In educating people on the housed-by-choice end of the housing stability spectrum, county administrators hope to create a greater understanding of the issues people without housing face, and drive further support to the resources they need.


Addressing institutional racism in the system


According to the KConnect data, one in six African american children (0-17) touched the homeless system at some point last year. The aim of "Equity and Community Engagement" is to cultivate a more equitable housing system that integrates the voices of those with lived experience in housing instability. The plan is to help individuals brought up from homelessness find employment in the housing system to support themselves while strengthening community equity.

"Ensuring that people that have lived experience in housing insecurity are working within the housing system is a big part that's the community engagement plan," Woltman says. "That does not currently happen."

The Roadmap's "Shared Measurement System" creates a common framework used to measure stability and equity.
The "Continuous Communication Plan" identifies an overall purpose, key messaging, and target audiences for communication between Housing Stability Alliance members and the wider community.

What is still needed is the "Backbone Entity" of the organization, currently filled by KConnect on an interim basis.


Backbone entity


The Roadmap lays out a strategy for aligning this leadership with the other components. The Backbone Entity's guidance will in turn coordinate the elements of the housing system in Kent County to align activities and maximize impact of the other Roadmap components.

The KConnect team is leaning outward creating a new 501c3 organization from the ground up, “but it's not set in stone yet,” Woltman says. “The model we create will quarterback the Housing Stability Alliance and lead from behind.”

"KConnect does a really good job of facilitating and leading from behind,” says Salvador Lopez, the organization’s president. “Mark's work and the Alliance's work has been important so far, and we're going into a new phase where we can really see some of the Roadmap, be put into action."

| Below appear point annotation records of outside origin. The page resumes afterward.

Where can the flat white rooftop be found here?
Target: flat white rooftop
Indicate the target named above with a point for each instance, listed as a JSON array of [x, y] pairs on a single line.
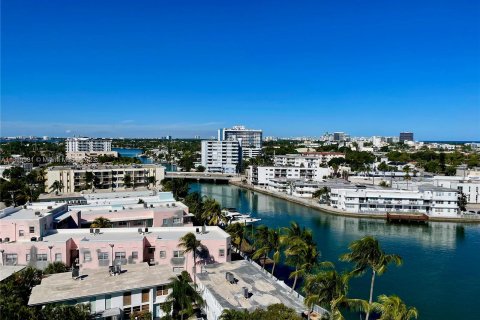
[[263, 290], [7, 271], [62, 287], [132, 234]]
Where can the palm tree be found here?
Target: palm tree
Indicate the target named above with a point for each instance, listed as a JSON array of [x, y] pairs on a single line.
[[275, 246], [328, 289], [393, 308], [212, 212], [407, 176], [183, 295], [101, 222], [56, 186], [237, 232], [301, 250], [366, 253], [189, 243]]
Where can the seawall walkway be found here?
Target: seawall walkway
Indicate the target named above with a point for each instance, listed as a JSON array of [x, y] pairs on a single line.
[[311, 203]]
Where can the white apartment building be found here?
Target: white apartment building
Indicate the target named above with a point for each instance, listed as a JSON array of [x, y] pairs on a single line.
[[78, 149], [74, 178], [223, 156], [261, 175], [138, 287], [430, 200], [307, 159], [250, 139], [469, 186]]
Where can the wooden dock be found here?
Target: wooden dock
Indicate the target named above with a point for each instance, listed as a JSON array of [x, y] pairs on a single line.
[[407, 217]]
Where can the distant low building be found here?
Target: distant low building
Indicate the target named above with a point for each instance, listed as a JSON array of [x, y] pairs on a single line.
[[74, 178], [430, 200]]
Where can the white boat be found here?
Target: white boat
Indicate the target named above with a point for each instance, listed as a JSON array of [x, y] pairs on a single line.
[[233, 216]]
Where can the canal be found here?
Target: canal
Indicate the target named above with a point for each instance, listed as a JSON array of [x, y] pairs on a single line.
[[441, 271]]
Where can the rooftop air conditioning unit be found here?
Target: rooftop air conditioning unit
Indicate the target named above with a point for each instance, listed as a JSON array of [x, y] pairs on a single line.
[[245, 292]]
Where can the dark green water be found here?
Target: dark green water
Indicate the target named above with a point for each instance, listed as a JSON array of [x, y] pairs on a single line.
[[441, 271]]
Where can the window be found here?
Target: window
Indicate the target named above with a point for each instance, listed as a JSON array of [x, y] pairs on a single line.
[[11, 259], [127, 298], [178, 254], [87, 256], [102, 256], [41, 257], [145, 295], [162, 290]]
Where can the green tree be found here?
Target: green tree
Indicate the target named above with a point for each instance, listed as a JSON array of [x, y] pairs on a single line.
[[189, 243], [101, 222], [55, 267], [366, 253], [393, 308], [183, 296]]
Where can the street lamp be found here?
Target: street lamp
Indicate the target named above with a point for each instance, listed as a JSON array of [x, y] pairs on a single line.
[[50, 248], [111, 246]]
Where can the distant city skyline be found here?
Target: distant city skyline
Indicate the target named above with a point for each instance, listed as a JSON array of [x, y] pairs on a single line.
[[157, 68]]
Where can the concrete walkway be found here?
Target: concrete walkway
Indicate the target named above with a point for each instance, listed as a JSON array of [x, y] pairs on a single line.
[[312, 203]]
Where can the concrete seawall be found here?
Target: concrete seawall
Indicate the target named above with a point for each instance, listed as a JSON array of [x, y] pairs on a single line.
[[310, 203]]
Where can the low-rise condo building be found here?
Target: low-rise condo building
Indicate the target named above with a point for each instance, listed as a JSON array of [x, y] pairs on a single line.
[[307, 159], [80, 149], [430, 200], [103, 247], [76, 178], [222, 156], [239, 285], [262, 175], [110, 295]]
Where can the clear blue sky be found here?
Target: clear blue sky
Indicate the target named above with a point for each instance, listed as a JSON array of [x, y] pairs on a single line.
[[151, 68]]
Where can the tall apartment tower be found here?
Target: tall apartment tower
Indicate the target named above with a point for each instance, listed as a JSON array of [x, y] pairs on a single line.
[[250, 139], [406, 136]]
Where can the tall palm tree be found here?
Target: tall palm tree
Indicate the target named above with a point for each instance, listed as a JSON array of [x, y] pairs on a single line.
[[56, 186], [237, 232], [212, 212], [393, 308], [101, 222], [275, 246], [327, 289], [366, 253], [189, 243], [183, 296]]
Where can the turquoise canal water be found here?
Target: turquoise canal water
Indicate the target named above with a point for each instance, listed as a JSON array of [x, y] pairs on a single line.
[[441, 271]]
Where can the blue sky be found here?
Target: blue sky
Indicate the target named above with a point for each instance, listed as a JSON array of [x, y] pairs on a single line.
[[185, 68]]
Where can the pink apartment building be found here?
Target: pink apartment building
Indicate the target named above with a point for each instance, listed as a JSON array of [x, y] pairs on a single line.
[[157, 246]]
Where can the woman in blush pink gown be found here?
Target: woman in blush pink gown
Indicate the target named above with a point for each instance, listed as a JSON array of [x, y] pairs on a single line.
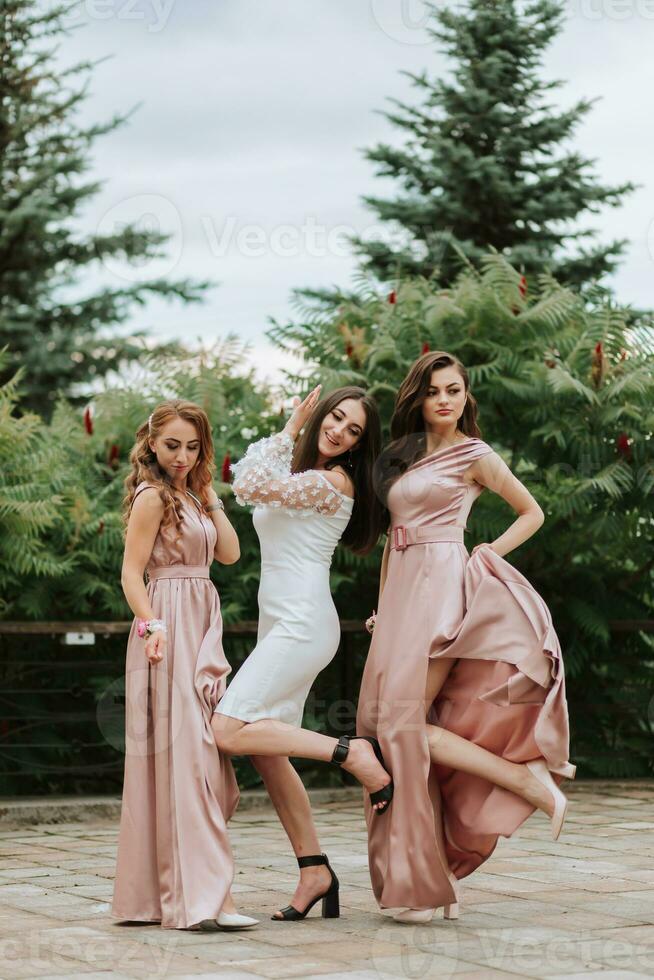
[[174, 862], [464, 683]]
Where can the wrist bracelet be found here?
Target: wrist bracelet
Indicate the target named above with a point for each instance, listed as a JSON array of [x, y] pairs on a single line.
[[146, 627]]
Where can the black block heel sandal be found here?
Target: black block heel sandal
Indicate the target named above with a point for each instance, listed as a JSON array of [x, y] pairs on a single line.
[[330, 902], [383, 795]]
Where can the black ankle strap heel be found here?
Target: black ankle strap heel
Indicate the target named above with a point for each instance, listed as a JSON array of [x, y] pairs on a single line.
[[330, 900], [340, 753]]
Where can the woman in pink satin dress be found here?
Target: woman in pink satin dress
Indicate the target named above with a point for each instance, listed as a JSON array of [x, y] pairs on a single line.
[[464, 684], [174, 862]]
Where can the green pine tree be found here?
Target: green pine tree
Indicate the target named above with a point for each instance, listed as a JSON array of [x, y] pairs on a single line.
[[565, 385], [60, 341], [483, 161]]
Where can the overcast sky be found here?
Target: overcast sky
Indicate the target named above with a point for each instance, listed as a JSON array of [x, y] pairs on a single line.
[[247, 143]]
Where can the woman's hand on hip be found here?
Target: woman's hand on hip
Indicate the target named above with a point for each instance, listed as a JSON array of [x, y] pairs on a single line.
[[484, 544], [155, 647]]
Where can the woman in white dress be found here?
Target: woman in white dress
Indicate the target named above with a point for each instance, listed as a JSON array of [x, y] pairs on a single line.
[[307, 497]]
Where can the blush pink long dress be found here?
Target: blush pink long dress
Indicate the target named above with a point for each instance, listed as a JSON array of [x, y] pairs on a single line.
[[506, 691], [175, 862]]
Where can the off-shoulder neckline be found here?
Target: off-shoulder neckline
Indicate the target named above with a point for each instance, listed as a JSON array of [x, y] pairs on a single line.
[[444, 449]]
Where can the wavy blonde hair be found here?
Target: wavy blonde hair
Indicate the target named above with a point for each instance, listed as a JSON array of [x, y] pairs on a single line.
[[145, 466]]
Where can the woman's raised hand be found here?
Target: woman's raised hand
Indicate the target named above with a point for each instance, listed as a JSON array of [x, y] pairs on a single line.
[[302, 411]]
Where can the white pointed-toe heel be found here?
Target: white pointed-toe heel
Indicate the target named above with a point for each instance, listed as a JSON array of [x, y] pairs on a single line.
[[414, 916], [234, 920], [539, 769]]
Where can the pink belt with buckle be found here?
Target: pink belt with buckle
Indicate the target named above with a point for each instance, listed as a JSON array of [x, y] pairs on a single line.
[[402, 536]]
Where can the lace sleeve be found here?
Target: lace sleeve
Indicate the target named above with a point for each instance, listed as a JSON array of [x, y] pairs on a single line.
[[264, 476]]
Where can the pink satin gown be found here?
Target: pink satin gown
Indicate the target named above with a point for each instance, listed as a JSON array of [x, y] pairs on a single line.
[[506, 691], [174, 862]]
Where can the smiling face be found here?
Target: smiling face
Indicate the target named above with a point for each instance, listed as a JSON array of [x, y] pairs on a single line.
[[446, 397], [342, 428], [177, 448]]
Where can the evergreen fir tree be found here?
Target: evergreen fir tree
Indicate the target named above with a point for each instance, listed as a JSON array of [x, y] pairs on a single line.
[[565, 385], [483, 162], [60, 342]]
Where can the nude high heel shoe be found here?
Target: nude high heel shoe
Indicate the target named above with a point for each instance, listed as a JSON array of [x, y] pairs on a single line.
[[422, 916], [539, 769], [414, 916], [234, 920]]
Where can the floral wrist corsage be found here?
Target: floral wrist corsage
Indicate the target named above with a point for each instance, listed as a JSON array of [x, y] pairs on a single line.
[[146, 627]]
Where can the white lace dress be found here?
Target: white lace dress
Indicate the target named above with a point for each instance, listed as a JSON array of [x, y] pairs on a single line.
[[299, 518]]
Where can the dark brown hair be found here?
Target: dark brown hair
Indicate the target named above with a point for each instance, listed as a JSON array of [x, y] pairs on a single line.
[[368, 514], [145, 466], [408, 437]]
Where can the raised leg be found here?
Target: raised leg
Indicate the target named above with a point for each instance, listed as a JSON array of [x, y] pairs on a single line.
[[451, 750], [270, 737], [291, 801]]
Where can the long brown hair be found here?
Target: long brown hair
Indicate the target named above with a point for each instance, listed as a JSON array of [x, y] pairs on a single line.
[[408, 437], [145, 466], [368, 513]]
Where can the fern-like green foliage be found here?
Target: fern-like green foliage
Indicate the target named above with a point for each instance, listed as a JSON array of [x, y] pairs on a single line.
[[61, 488], [565, 385]]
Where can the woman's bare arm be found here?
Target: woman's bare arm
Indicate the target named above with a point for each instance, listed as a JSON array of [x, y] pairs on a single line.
[[227, 550], [144, 522], [492, 472]]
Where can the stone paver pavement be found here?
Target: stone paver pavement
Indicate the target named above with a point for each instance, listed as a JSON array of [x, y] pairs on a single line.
[[580, 907]]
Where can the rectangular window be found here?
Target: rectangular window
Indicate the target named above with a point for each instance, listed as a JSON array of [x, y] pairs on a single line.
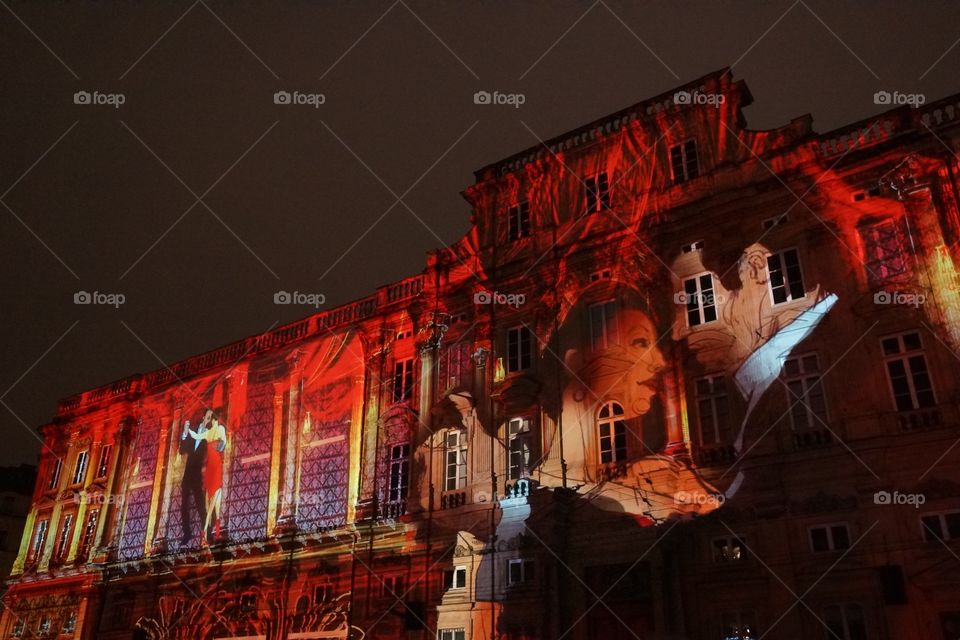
[[907, 372], [941, 526], [456, 461], [729, 548], [845, 621], [399, 472], [831, 537], [597, 193], [519, 349], [801, 374], [518, 221], [885, 252], [603, 325], [699, 299], [520, 570], [103, 466], [403, 380], [713, 410], [784, 276], [683, 161], [80, 470]]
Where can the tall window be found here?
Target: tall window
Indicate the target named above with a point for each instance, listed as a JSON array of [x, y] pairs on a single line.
[[845, 621], [80, 470], [403, 380], [597, 192], [399, 472], [713, 410], [456, 461], [613, 433], [518, 221], [784, 276], [699, 299], [518, 448], [907, 372], [805, 392], [519, 349], [885, 251], [683, 161], [603, 325]]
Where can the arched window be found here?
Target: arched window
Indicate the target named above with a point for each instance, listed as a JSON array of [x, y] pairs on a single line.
[[613, 433]]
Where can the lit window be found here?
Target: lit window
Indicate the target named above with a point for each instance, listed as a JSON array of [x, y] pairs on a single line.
[[613, 433], [729, 548], [845, 621], [884, 250], [907, 372], [519, 349], [831, 537], [801, 374], [683, 161], [713, 410], [785, 278], [597, 193], [80, 470], [603, 325], [518, 221], [941, 526], [403, 380], [399, 472], [456, 461], [699, 298]]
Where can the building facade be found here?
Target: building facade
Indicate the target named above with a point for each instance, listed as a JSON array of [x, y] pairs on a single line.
[[681, 379]]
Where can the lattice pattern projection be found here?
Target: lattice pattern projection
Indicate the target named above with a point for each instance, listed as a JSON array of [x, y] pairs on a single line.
[[247, 499], [324, 451], [143, 464]]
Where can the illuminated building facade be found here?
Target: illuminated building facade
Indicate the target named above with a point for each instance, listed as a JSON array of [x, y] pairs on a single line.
[[678, 375]]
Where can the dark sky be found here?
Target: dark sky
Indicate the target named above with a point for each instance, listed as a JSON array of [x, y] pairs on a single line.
[[290, 206]]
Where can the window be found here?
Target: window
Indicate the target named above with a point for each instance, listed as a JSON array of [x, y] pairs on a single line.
[[519, 349], [845, 621], [520, 570], [603, 325], [941, 526], [713, 410], [399, 472], [456, 461], [455, 578], [518, 448], [885, 252], [831, 537], [518, 221], [55, 472], [699, 299], [597, 193], [80, 470], [613, 433], [907, 371], [403, 380], [683, 161], [103, 466], [784, 276], [729, 548], [801, 374]]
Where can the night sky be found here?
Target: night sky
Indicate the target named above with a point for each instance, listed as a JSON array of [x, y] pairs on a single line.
[[293, 197]]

Lopez has been leading KConnect for six weeks, coming from a background in higher education and nonprofit work.
“Throughout my experiences it's always been working with underrepresented people. I'm passionate about making sure that we're doing everything we can to eliminate disparities,” Lopez says.


Driving forward


With all these pieces in place, community stakeholders using High-Leverage Activities to address housing instability as a system, it’s possible we might start seeing the needle move in the next 5 years. But there are still questions that need to be routinely asked to keep the work on track and improving.

“The next step is to come together as a community and ask, what are our priorities? How do we begin to get at the supply issue, keep people who are in their homes housed, help people who are at risk of losing their housing stay housed, and then get people who are experiencing homelessness into housing?” Ferrell asks.

“All of those things have to fire at once,” she continues. “You can build all the supplies you want. But if people can't pay for it, it's still going to be empty.”